Lamar’s serious and sweltering work in Damn, which has been lauded for its “vernacular authenticity” by the Pulitzer committee, beat competition from more than 100 nominated contenders, including finalist Michael Gilbertson’s Quartet and Ted Hearne’s Sound from the Bench. Some from the industry find the decision to be insulting, while some are embracing it with all their soul. However, with juror David Hajdu calling Damn “‘the best piece of music”, the occasion marks a historic moment, uplifting the aesthetic value of American rap music for all.
Formed in 1917, the Pulitzer Prize is renowned for recognising achievements from across the fields of newspaper journalism, online journalism, magazines, literature and musical compositions, across almost 21 categories. Each winner is awarded a $15,000 cash prize along with a certificate, while winning journalists in the category of Public Service also receive an additional gold medal.
This year’s Public Service journalism category was nailed by The New York Times investigation team and Ronan Farrow, who sparked the global #MeToo movement by revealing the stories of victims of sexual harassment who had been silenced by influential men from Hollywood, politics and Silicon Valley.
The Breaking News category award went to the staff of The Press Democrat who covered the October wildfires of Santa Rosa and Sonoma County. The award in the Investigative Reporting category was given to the staff of The Washington Post for their persistent reporting on a story that revealed how Republican senator Roy S Moore, while in his 30s, had made sexual advances towards under-age girls.

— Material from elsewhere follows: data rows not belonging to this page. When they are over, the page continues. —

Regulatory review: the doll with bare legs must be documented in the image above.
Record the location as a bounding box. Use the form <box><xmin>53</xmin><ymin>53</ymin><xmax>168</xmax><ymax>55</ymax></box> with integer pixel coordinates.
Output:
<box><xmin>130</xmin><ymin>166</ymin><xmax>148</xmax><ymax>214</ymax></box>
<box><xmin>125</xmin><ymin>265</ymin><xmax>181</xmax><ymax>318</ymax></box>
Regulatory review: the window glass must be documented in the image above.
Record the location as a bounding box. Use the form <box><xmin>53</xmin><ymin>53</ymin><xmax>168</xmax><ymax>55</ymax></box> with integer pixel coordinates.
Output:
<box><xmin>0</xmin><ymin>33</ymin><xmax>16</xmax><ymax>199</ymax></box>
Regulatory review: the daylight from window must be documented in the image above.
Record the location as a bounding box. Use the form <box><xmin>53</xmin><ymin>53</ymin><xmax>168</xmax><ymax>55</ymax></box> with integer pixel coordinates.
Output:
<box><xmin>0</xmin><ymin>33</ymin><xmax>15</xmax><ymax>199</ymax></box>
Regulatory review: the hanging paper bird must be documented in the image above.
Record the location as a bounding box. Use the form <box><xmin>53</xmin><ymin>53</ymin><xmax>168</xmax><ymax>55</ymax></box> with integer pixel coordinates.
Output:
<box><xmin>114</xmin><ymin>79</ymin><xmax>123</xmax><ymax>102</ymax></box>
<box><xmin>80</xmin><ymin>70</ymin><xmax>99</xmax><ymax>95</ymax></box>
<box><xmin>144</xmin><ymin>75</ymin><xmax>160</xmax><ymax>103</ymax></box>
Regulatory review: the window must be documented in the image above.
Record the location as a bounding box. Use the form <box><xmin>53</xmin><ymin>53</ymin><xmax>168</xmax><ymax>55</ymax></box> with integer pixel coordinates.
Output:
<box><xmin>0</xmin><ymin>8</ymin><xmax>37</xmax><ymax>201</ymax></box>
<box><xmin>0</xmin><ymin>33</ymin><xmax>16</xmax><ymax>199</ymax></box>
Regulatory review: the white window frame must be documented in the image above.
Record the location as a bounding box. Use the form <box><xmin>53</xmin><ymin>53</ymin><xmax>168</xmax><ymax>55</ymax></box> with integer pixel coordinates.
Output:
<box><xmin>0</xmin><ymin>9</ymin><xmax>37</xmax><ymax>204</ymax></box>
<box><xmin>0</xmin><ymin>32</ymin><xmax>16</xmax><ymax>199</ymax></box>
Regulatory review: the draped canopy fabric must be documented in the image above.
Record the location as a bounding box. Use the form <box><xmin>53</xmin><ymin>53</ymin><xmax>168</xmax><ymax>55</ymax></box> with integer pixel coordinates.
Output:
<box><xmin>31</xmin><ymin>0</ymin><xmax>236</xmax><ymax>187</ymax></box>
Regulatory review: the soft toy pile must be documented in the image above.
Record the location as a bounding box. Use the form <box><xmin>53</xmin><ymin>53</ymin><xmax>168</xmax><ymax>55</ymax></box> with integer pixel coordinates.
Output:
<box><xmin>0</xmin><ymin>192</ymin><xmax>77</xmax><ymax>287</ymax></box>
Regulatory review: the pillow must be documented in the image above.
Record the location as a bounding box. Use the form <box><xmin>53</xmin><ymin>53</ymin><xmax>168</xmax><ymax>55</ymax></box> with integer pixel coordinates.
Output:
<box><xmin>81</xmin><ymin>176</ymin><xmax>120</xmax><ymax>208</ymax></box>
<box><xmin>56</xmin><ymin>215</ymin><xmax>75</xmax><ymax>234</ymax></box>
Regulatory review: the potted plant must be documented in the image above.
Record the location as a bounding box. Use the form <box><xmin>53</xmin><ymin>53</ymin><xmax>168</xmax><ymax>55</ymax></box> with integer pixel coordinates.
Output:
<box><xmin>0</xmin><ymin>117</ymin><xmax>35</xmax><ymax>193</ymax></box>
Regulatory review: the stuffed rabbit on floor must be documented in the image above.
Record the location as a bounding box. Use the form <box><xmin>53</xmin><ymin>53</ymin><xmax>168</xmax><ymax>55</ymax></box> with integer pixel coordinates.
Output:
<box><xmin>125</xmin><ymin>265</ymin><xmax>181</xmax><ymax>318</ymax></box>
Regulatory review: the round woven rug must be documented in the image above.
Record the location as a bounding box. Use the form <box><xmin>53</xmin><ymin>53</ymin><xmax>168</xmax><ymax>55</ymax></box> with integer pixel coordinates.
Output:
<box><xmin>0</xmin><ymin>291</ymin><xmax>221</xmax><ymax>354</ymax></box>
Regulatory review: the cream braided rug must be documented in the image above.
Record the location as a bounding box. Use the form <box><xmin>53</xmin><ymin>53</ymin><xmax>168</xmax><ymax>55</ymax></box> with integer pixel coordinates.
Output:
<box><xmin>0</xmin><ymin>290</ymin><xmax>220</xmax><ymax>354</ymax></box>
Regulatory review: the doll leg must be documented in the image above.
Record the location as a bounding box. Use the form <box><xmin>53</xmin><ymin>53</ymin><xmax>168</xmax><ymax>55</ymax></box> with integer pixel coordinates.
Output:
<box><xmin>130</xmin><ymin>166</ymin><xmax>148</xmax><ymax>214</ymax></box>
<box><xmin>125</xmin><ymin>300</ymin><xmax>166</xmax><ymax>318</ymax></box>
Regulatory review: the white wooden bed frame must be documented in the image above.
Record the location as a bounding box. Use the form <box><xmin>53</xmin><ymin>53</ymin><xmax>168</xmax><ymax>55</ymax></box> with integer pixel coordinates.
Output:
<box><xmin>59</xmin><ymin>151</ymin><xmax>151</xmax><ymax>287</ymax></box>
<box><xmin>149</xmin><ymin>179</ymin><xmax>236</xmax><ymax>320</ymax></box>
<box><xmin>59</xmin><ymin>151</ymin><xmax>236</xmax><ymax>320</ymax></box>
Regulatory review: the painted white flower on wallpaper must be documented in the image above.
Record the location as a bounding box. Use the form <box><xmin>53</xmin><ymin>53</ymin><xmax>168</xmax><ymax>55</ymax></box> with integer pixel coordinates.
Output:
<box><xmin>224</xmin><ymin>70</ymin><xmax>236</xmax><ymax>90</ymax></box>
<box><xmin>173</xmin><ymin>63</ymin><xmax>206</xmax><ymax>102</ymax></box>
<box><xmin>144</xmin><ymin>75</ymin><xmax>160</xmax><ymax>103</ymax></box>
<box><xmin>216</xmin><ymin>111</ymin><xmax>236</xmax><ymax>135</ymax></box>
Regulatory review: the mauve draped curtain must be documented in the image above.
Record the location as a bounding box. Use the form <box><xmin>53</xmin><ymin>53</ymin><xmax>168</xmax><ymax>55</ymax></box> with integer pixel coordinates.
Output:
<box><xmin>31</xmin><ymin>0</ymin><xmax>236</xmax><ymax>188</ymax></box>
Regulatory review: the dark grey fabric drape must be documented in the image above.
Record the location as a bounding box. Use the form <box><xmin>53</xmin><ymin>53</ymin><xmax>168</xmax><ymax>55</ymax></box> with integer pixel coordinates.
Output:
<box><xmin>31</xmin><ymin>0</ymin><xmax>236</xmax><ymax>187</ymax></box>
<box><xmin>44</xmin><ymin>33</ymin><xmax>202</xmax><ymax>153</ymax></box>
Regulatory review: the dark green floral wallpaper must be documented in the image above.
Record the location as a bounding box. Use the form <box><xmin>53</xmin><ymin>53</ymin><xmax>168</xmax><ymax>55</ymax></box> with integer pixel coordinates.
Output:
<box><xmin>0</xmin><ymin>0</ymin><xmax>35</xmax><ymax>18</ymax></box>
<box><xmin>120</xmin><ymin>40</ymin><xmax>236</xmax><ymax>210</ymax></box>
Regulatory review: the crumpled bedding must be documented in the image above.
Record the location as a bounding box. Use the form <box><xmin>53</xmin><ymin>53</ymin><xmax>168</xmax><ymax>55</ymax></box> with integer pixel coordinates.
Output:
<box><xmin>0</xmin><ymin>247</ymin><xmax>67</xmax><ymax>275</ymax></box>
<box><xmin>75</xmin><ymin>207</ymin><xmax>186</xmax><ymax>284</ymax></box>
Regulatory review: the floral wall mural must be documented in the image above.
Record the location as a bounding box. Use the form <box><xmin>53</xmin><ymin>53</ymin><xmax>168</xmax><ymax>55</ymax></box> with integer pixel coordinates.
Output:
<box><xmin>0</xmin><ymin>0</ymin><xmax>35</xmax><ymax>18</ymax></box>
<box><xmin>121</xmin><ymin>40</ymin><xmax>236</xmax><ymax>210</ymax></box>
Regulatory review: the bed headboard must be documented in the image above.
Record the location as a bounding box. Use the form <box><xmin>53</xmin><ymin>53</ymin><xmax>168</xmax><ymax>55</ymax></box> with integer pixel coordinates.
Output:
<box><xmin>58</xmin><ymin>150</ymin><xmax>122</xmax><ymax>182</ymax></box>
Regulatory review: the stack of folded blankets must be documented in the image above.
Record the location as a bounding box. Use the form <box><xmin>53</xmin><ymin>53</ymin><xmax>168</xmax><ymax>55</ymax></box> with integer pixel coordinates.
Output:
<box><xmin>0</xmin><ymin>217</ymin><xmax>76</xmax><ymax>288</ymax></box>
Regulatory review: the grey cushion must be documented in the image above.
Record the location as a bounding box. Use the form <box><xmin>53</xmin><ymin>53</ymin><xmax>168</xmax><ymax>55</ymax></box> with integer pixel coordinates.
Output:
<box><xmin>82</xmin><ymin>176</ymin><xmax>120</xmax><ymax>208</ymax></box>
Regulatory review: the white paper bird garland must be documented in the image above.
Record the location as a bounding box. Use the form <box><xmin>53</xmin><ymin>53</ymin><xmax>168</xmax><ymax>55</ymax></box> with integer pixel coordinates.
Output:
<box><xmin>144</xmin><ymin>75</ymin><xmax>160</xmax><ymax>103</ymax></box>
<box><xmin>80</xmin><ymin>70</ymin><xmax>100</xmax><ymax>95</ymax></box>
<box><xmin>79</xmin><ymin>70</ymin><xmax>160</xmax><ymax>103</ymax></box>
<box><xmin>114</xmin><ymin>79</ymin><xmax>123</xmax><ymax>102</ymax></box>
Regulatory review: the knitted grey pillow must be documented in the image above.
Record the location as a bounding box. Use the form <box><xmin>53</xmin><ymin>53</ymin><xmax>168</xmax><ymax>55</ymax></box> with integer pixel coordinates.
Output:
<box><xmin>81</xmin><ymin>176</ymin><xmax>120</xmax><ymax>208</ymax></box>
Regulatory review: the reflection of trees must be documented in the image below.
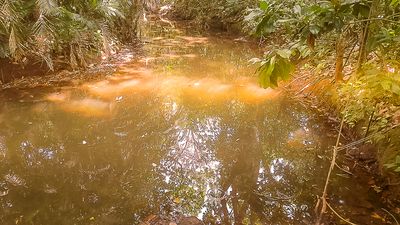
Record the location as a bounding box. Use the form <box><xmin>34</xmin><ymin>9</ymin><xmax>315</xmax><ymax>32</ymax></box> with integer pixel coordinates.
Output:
<box><xmin>0</xmin><ymin>96</ymin><xmax>177</xmax><ymax>224</ymax></box>
<box><xmin>0</xmin><ymin>92</ymin><xmax>328</xmax><ymax>224</ymax></box>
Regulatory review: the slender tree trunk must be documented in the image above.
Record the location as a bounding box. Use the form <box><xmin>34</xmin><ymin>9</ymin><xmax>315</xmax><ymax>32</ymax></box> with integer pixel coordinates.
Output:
<box><xmin>335</xmin><ymin>34</ymin><xmax>346</xmax><ymax>82</ymax></box>
<box><xmin>357</xmin><ymin>0</ymin><xmax>380</xmax><ymax>71</ymax></box>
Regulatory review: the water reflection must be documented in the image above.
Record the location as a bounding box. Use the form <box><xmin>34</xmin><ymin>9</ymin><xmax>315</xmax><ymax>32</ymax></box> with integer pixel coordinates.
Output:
<box><xmin>0</xmin><ymin>19</ymin><xmax>378</xmax><ymax>225</ymax></box>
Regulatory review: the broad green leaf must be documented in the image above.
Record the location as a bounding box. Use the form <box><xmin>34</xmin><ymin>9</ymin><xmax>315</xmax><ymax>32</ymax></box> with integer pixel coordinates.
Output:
<box><xmin>259</xmin><ymin>0</ymin><xmax>269</xmax><ymax>11</ymax></box>
<box><xmin>276</xmin><ymin>49</ymin><xmax>292</xmax><ymax>59</ymax></box>
<box><xmin>308</xmin><ymin>25</ymin><xmax>321</xmax><ymax>35</ymax></box>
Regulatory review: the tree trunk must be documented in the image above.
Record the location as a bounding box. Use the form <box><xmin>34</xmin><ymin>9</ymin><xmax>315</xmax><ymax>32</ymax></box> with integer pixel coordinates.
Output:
<box><xmin>357</xmin><ymin>0</ymin><xmax>380</xmax><ymax>71</ymax></box>
<box><xmin>335</xmin><ymin>34</ymin><xmax>346</xmax><ymax>82</ymax></box>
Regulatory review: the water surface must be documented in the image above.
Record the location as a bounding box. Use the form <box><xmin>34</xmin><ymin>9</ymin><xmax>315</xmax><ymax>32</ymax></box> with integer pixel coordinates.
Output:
<box><xmin>0</xmin><ymin>20</ymin><xmax>379</xmax><ymax>225</ymax></box>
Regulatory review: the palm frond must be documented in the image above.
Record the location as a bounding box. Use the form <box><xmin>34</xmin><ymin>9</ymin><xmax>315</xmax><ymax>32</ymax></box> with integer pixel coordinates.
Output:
<box><xmin>36</xmin><ymin>0</ymin><xmax>57</xmax><ymax>15</ymax></box>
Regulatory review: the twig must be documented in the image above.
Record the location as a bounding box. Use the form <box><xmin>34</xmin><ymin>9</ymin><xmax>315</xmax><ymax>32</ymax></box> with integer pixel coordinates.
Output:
<box><xmin>381</xmin><ymin>208</ymin><xmax>399</xmax><ymax>225</ymax></box>
<box><xmin>335</xmin><ymin>163</ymin><xmax>354</xmax><ymax>175</ymax></box>
<box><xmin>326</xmin><ymin>203</ymin><xmax>357</xmax><ymax>225</ymax></box>
<box><xmin>315</xmin><ymin>118</ymin><xmax>344</xmax><ymax>225</ymax></box>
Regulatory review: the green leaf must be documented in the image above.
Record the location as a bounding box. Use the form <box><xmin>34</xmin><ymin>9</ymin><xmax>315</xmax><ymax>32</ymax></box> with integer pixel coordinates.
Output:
<box><xmin>276</xmin><ymin>49</ymin><xmax>292</xmax><ymax>59</ymax></box>
<box><xmin>390</xmin><ymin>0</ymin><xmax>400</xmax><ymax>8</ymax></box>
<box><xmin>308</xmin><ymin>25</ymin><xmax>321</xmax><ymax>35</ymax></box>
<box><xmin>259</xmin><ymin>0</ymin><xmax>269</xmax><ymax>11</ymax></box>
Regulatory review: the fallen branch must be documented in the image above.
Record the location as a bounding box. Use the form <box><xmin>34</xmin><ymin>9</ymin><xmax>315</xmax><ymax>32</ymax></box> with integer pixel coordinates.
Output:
<box><xmin>315</xmin><ymin>119</ymin><xmax>344</xmax><ymax>225</ymax></box>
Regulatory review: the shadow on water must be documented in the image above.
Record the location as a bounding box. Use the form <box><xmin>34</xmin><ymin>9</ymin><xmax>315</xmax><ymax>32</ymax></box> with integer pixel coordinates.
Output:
<box><xmin>0</xmin><ymin>18</ymin><xmax>382</xmax><ymax>224</ymax></box>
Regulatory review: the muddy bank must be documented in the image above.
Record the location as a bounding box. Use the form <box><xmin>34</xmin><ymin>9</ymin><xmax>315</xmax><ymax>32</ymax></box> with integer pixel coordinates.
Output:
<box><xmin>282</xmin><ymin>66</ymin><xmax>400</xmax><ymax>224</ymax></box>
<box><xmin>0</xmin><ymin>46</ymin><xmax>143</xmax><ymax>90</ymax></box>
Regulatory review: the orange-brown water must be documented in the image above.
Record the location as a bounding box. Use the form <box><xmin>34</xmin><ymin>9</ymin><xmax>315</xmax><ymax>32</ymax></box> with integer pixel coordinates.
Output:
<box><xmin>0</xmin><ymin>19</ymin><xmax>381</xmax><ymax>225</ymax></box>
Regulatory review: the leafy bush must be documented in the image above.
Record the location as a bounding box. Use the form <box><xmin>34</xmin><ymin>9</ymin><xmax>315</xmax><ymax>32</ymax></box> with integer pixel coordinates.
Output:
<box><xmin>0</xmin><ymin>0</ymin><xmax>140</xmax><ymax>69</ymax></box>
<box><xmin>169</xmin><ymin>0</ymin><xmax>257</xmax><ymax>28</ymax></box>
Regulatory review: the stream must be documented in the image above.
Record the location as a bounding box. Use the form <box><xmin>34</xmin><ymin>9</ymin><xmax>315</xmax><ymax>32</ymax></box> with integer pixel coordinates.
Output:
<box><xmin>0</xmin><ymin>18</ymin><xmax>382</xmax><ymax>225</ymax></box>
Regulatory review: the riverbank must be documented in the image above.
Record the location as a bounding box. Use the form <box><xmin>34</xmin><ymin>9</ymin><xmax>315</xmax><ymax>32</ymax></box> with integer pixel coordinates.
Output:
<box><xmin>282</xmin><ymin>62</ymin><xmax>400</xmax><ymax>224</ymax></box>
<box><xmin>0</xmin><ymin>16</ymin><xmax>398</xmax><ymax>224</ymax></box>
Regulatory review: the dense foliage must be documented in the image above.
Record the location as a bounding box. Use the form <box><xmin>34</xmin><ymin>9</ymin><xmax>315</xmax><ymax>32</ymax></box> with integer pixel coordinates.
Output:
<box><xmin>165</xmin><ymin>0</ymin><xmax>400</xmax><ymax>171</ymax></box>
<box><xmin>0</xmin><ymin>0</ymin><xmax>141</xmax><ymax>69</ymax></box>
<box><xmin>250</xmin><ymin>0</ymin><xmax>400</xmax><ymax>171</ymax></box>
<box><xmin>169</xmin><ymin>0</ymin><xmax>257</xmax><ymax>29</ymax></box>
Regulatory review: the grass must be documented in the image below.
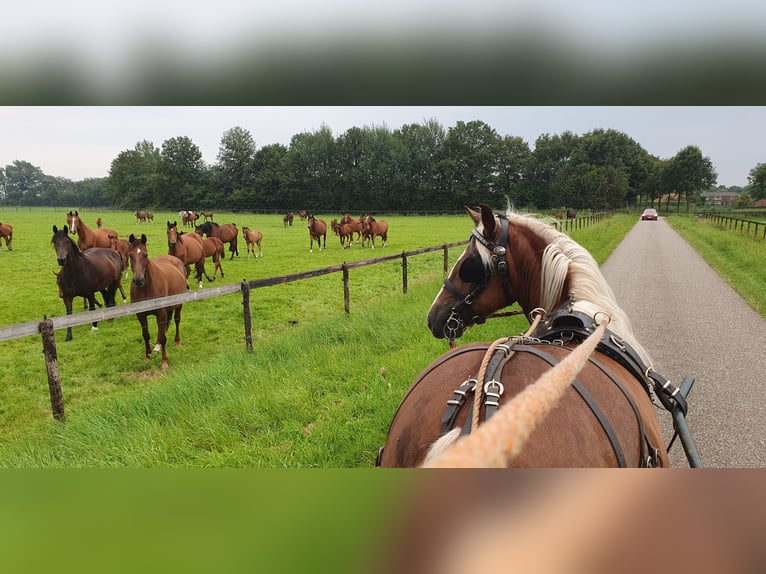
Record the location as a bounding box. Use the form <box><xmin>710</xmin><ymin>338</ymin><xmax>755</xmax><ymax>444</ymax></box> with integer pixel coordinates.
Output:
<box><xmin>667</xmin><ymin>215</ymin><xmax>766</xmax><ymax>318</ymax></box>
<box><xmin>0</xmin><ymin>212</ymin><xmax>635</xmax><ymax>468</ymax></box>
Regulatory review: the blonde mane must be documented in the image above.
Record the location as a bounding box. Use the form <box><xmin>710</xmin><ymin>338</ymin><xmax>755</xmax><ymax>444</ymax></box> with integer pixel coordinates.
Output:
<box><xmin>505</xmin><ymin>207</ymin><xmax>652</xmax><ymax>367</ymax></box>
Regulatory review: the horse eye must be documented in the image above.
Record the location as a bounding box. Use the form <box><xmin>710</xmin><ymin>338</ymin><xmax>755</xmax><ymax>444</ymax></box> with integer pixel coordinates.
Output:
<box><xmin>458</xmin><ymin>255</ymin><xmax>485</xmax><ymax>283</ymax></box>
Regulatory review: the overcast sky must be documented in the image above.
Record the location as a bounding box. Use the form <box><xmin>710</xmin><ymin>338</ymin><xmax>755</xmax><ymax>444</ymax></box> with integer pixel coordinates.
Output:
<box><xmin>0</xmin><ymin>106</ymin><xmax>766</xmax><ymax>186</ymax></box>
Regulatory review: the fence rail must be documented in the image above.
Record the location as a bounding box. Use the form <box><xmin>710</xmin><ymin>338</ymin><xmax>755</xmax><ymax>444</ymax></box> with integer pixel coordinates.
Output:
<box><xmin>694</xmin><ymin>211</ymin><xmax>766</xmax><ymax>239</ymax></box>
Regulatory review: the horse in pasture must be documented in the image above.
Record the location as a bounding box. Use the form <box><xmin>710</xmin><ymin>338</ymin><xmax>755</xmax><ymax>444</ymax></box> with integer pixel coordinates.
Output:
<box><xmin>194</xmin><ymin>221</ymin><xmax>239</xmax><ymax>260</ymax></box>
<box><xmin>167</xmin><ymin>221</ymin><xmax>212</xmax><ymax>287</ymax></box>
<box><xmin>201</xmin><ymin>233</ymin><xmax>226</xmax><ymax>281</ymax></box>
<box><xmin>378</xmin><ymin>205</ymin><xmax>686</xmax><ymax>467</ymax></box>
<box><xmin>242</xmin><ymin>226</ymin><xmax>263</xmax><ymax>260</ymax></box>
<box><xmin>362</xmin><ymin>215</ymin><xmax>388</xmax><ymax>249</ymax></box>
<box><xmin>128</xmin><ymin>233</ymin><xmax>188</xmax><ymax>369</ymax></box>
<box><xmin>181</xmin><ymin>211</ymin><xmax>199</xmax><ymax>227</ymax></box>
<box><xmin>51</xmin><ymin>225</ymin><xmax>124</xmax><ymax>341</ymax></box>
<box><xmin>0</xmin><ymin>223</ymin><xmax>13</xmax><ymax>251</ymax></box>
<box><xmin>308</xmin><ymin>215</ymin><xmax>327</xmax><ymax>253</ymax></box>
<box><xmin>67</xmin><ymin>211</ymin><xmax>119</xmax><ymax>251</ymax></box>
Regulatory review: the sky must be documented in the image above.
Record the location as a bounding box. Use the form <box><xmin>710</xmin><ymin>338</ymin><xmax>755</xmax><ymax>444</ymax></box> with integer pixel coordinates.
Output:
<box><xmin>0</xmin><ymin>106</ymin><xmax>766</xmax><ymax>187</ymax></box>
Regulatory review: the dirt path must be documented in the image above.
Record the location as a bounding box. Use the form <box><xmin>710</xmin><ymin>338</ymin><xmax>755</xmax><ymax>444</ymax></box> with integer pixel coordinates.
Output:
<box><xmin>602</xmin><ymin>219</ymin><xmax>766</xmax><ymax>468</ymax></box>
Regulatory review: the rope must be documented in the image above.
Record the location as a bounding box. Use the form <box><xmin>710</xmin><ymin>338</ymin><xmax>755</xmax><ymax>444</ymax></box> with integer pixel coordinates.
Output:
<box><xmin>424</xmin><ymin>320</ymin><xmax>609</xmax><ymax>468</ymax></box>
<box><xmin>471</xmin><ymin>312</ymin><xmax>545</xmax><ymax>432</ymax></box>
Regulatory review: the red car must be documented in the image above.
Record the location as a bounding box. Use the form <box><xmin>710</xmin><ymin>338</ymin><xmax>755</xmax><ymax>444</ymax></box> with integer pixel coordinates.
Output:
<box><xmin>641</xmin><ymin>209</ymin><xmax>657</xmax><ymax>221</ymax></box>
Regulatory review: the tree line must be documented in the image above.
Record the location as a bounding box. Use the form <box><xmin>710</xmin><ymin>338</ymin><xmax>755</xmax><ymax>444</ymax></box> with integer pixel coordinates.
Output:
<box><xmin>0</xmin><ymin>119</ymin><xmax>740</xmax><ymax>213</ymax></box>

GQ magazine received its first Pulitzer, which went to freelance reporter Rachel Kaadzi Ghansah in the Feature Writing category, for her unique and compelling reportage on domestic terrorist Dylann Roof and his Charleston Church shooting massacre. New York magazine’s first Pulitzer was grabbed by critic Jerry Saltz who analysed the political undertones of the Whitney Biennale and also the thriving hold of Michelangelo on art.
In the world of literature, the award in the category of Fiction was delegated to author Andrew Sean Greer for his book Less, which is a humane, quirky and witty story of a writer who is almost 50 years old who, plagued by an unfulfilled life and career, decides to travel to various mediocre literary events around the world. The Pulitzer for Poetry, meanwhile, went to Frank Bidart for his career-straddling anthology Half-light: Collected Poems 1965-2016. Playwright Martyna Majok grabbed the Pulitzer for Drama for her mega-scale Broadway show Cost of Living.
James Forman Jr was honoured in the General Nonfiction category for his book Locking Up Our Own: Crime and Punishment in Black America, which takes a stern look at the trend of mass incarceration of black Americans since the 1960s. And in the History category, Jack E Davis won the prize for his book The Gulf: The Making of an American Sea, which talks in detail about the world’s tenth largest water body, the Gulf of Mexico.